I’m 2nd generation Italian brought up in Nottingham. My parents could barely speak English never mind try to get me involved in extracurricular activities. I remember putting on my own productions of Grease & Wizard of Oz at primary school, which I designed, directed and performed in as well as operating the music & lights! I asked if we could do something other than the nativity play and they said if I wanted to do it…. just do it yourself. I still can’t believe the school let me do that at the age of 10 years old. At secondary school I was really lucky to have an amazing drama teacher who told me about the drama groups in Nottingham. When Central Studios was built in Nottingham, they set up The Central Junior TV Workshop (now the TV Workshop). The idea was that they had a pool of kids to cast children’s shows that were being made there, rather than having to go to stage schools. Loads of kids auditioned for it and I was lucky enough to be one of the original 25 that started the founder group. We met twice a week and put on theatre shows and worked on a lot of TV shows, like Murphy’s Mob, Dramarama, Luna, etc. During one session a producer called Peter Murphy from Zenith North came along and asked us if we could have our own TV show what would it be? We came up with a show called Your Mother Wouldn’t Like it (named after a designer label of someone’s dad’s shirt I think). Six of us were picked out of the group to work with the writing team on it. I remember seeing one of my first sketches filmed and broadcasted and it was amazing but I also remember thinking it wasn’t quite how I saw it.
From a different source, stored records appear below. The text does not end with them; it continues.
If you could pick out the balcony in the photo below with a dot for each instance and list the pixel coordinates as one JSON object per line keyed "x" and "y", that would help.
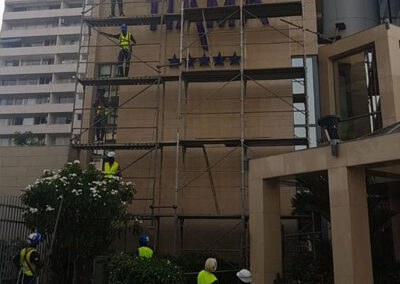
{"x": 39, "y": 50}
{"x": 38, "y": 108}
{"x": 38, "y": 69}
{"x": 36, "y": 129}
{"x": 41, "y": 14}
{"x": 52, "y": 31}
{"x": 34, "y": 89}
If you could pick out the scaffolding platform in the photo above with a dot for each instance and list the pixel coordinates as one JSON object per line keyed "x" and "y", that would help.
{"x": 250, "y": 11}
{"x": 139, "y": 20}
{"x": 203, "y": 76}
{"x": 256, "y": 142}
{"x": 117, "y": 81}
After that I wrote two screenplays/dramaramas for the Central TV writing competition and won it both years that it ran. This gave me a huge amount of confidence as my English was terrible at school, I was dyslexic, in bottom set English and my vocabulary was really poor as my parents didn’t really speak English. However, when I wrote my scripts, script editors from Central Studios would type them up and sort out all the mistakes. Both scripts were produced on stage and I remember seeing how they had been directed and again it not being how I imagined.
The good thing was that I got moved into top set English, which led to getting onto a A-level English & Drama course and from the money I earned, I paid someone to spell check my next script, bought a moped and a washing machine for my mum & dad. My writing is still shocking but I know how to tell a story and drive a motorbike!
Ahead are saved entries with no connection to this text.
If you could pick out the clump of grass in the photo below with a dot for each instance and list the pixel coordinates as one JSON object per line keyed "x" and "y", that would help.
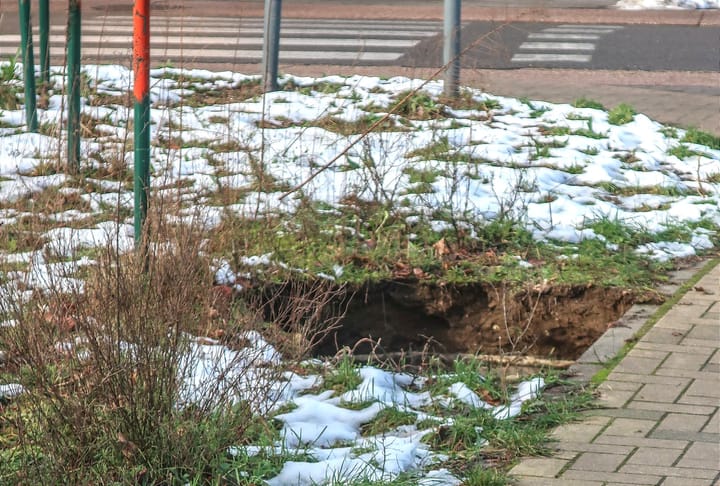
{"x": 702, "y": 138}
{"x": 106, "y": 408}
{"x": 417, "y": 105}
{"x": 621, "y": 114}
{"x": 588, "y": 103}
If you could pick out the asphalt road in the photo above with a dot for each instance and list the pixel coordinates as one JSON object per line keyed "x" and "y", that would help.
{"x": 417, "y": 44}
{"x": 492, "y": 45}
Jump forward to three years at drama school training as an actress. We did an exchange with the directors at NFTS, them learning how to work with actors, us learning how to work on set. I already knew a lot from being in TV shows as a kid, and my love for working with the camera came back and grew stronger. As an actress I worked mainly in TV & Film with some incredible directors who still inspire me today. From those early days I knew that if I wanted to make anything happen I had to do it myself, there was no point waiting for someone to give me a break or get me a job, I had to go out there and make it happen, create my own work, make my own contacts. As an actress I knew what directors did, that got the best out of me and what the ones did that got the worst. I remember doing table script reads before a job and then when the film/TV show came out it wasn’t always how I imagined, just like when I was younger.
I started writing plays to perform in so I could work on stage again. I got together with a group of ex-drama school graduates and set up ART THRESHOLD with an ex-drama school teacher which was a non-profit theatre collaborative working out of a make shift theatre in Paddington. We were broken into and a lot of the equipment that some theatres had donated to us was stolen, so Rufus Norris (then an actor) and I both directed our first plays there to bring extra funds. We loved it and Rufus gave up acting and continued directing (now Artistic Director of The National Theatre). But for me screen was more exciting, so I carried on trying to work as an actress and doing a lot of teaching on the side, as well as working as a fitness instructor. I always thought I didn’t know enough to direct my own short, so I co-directed my first ‘zero budget’ 2- to 3-minute shorts with another director and I got the bug! I remember bringing HD CAM tapes home and putting them in my safe like they were blocks of gold. Those early shorts did really well at film festivals. They were really short, didn’t look great at all but they had a voice behind them. I guess it was just me playing around with ideas. I went on to get commissions from UK Film Council (now BFI) and then Film London.
I got the same buzz directing my first commissioned short as I did putting on Grease when I was 10 years old because they both came out as I saw them. So maybe it was always something I wanted to do I just didn’t know it till years later. Ironically, I finally stopped paying my Spotlight subscription and gave up my acting agent a few days ago.
Once you knew you wanted to pursue a career as a director, what were your first steps in achieving this goal?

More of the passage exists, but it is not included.